Lalu, kontekstualisasi kurikulum melalui Kurikulum Merdeka, akses pengembangan guru yang lebih demokratis melalui Platform Merdeka Mengajar (PMM), hingga desegregasi melalui zonasi.
Nini, sapaan Anindito, mengungkapkan, berdasarkan data PISA tahun 2015 dan tahun 2022, yaitu tahun sebelum dan sesudah berlangsungnya kebijakan PPDB, terlihat adanya penambahan keragaman sosial ekonomi di dalam tiap-tiap sekolah. Kemudian, mulai muncul kemiripan level sosial ekonomi antar sekolah.
”Kontribusi sosial ekonomi terhadap prestasi juga berkurang. Dengan kata lain, latar belakang sosial ekonomi murid menjadi prediktor lebih lemah terhadap prestasi mereka, dan ini merupakan indikator meningkatnya keadilan dalam pendidikan,” jelasnya.

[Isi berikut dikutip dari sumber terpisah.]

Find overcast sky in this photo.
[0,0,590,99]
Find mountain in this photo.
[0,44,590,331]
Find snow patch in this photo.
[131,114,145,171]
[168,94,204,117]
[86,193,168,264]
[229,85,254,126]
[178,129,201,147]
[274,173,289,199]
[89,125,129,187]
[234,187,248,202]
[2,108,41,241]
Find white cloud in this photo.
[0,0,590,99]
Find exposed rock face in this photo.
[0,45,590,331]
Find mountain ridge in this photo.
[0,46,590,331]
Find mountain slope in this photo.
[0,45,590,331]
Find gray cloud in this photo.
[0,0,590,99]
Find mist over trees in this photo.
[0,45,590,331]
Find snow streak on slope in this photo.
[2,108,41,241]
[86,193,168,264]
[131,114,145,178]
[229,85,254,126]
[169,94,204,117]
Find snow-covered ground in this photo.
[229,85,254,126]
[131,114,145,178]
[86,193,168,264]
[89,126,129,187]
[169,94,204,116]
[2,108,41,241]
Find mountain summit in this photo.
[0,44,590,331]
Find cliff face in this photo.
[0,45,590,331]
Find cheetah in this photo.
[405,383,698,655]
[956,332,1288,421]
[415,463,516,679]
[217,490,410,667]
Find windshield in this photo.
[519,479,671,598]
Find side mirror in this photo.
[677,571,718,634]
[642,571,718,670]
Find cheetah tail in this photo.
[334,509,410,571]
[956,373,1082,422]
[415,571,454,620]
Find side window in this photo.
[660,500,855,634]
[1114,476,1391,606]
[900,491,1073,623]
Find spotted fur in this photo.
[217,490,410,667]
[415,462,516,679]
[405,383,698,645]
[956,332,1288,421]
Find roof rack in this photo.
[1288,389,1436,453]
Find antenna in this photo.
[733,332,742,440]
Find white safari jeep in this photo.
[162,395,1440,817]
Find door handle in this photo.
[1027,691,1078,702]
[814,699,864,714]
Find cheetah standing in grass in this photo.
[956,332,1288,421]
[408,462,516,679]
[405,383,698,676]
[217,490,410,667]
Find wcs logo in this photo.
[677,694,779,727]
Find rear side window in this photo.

Melihat hal ini, Nino meyakini bahwa Merdeka Belajar sudah berjalan sesuai kebutuhan. Meski, masih harus terus melakukan berbagai penyesuaian. ”Secara nasional, perbaikannya sangat terlihat, tetapi kita perlu melakukan beberapa hal yang lebih terfokus pada sekolah dan kelompok-kelompok yang tertinggal,” tegasnya. (mia/jpg)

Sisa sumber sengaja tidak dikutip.